February 21, 2012
The split between South American exporting and importing nations becomes increasingly obvious as Argentina's dairy exports soared by nearly one-half last year, lifting the country to third place among shippers of whole milk powder.
Argentine dairy shipments rose 49% to 384,000 tonnes in 2011, beating by some 40,000 tonnes, a previous high set five years before, according to Global Trade Atlas.
Whole milk powder shipments hit 200,000 tonnes a rise of more than one-half year on year, and taking the country above Australia as an exporter of the product, of which Algeria and China are the top buyers.
However, while Argentina increased its trade with both importers, it was also dependant on Brazil and Venezuela for export shipments.
Venezuela has seen its industry wither as food price caps imposed by President Hugo Chavez discourage producers which included Italy-based Parmalat.
Parmalat issued a public apology to President Chavez in November after criticising the confiscation by authorities of some milk products.
"Rest assured we will keep working positively... (and) collaborating with all the important initiatives suggested by your government," Parmalat said in an open letter to the President, who had accused the dairy group of hoarding milk.
Brazil's dairy industry has also suffered near-term setbacks, as its producers struggle to compete with imported supplies, both from Argentina and Uruguay, prompting the government to impose import restrictions.
Brazil's own milk production fell by 3% in the first 10 months of 2011.
Nonetheless, the strong demand for dairy products from a growing and increasingly rich Brazilian population, which has attracted domestic agribusiness giants such as JBS, supported orders from Argentina, whose own dairy industry has enjoyed bumper output.

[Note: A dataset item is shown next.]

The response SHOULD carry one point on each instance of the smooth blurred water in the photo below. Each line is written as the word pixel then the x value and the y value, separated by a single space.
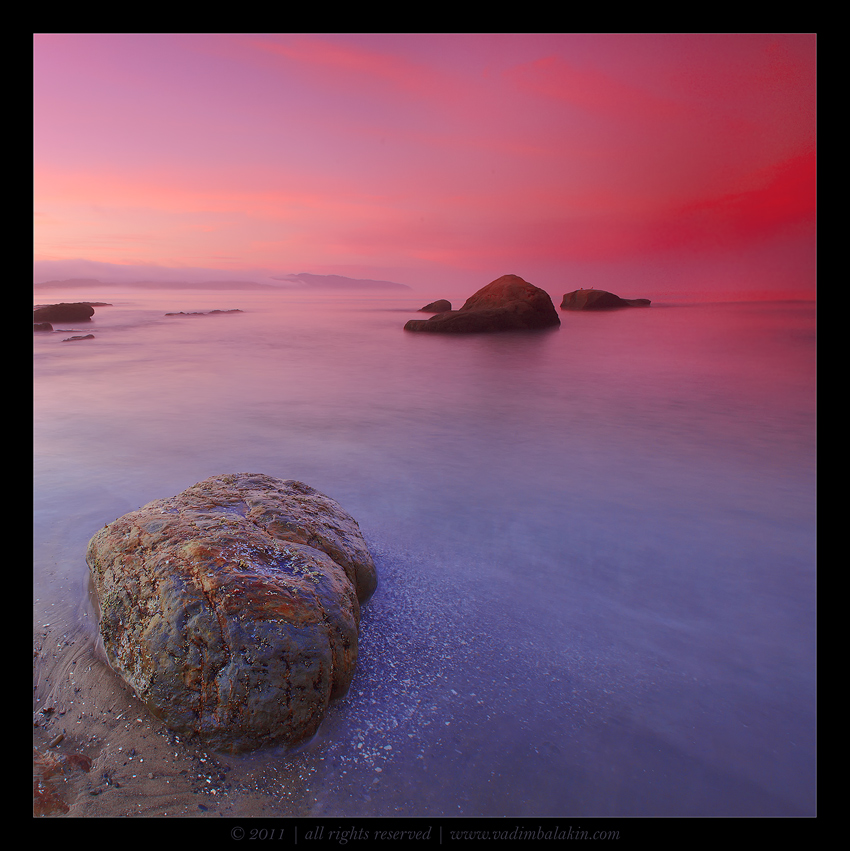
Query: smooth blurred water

The 11.2% growth in Argentine milk production recorded in the last three months of last year represented a slowdown from the pace of increase earlier on.
This strong pace of growth was attributed to benign weather conditions, and it is unclear whether a drought, which has set back corn and soy crops since last year, has dented milk production too.
Uruguay has also expanded as an exporter, raising its shipments by 11% in the first nine months of last year, led by an 81% spurt in sales to Brazil, and again with Venzuela ranking as the second-biggest customer.
Uruguay provides Brazil with more than half imports of skim milk powder, a market which grew by 120% in 2011.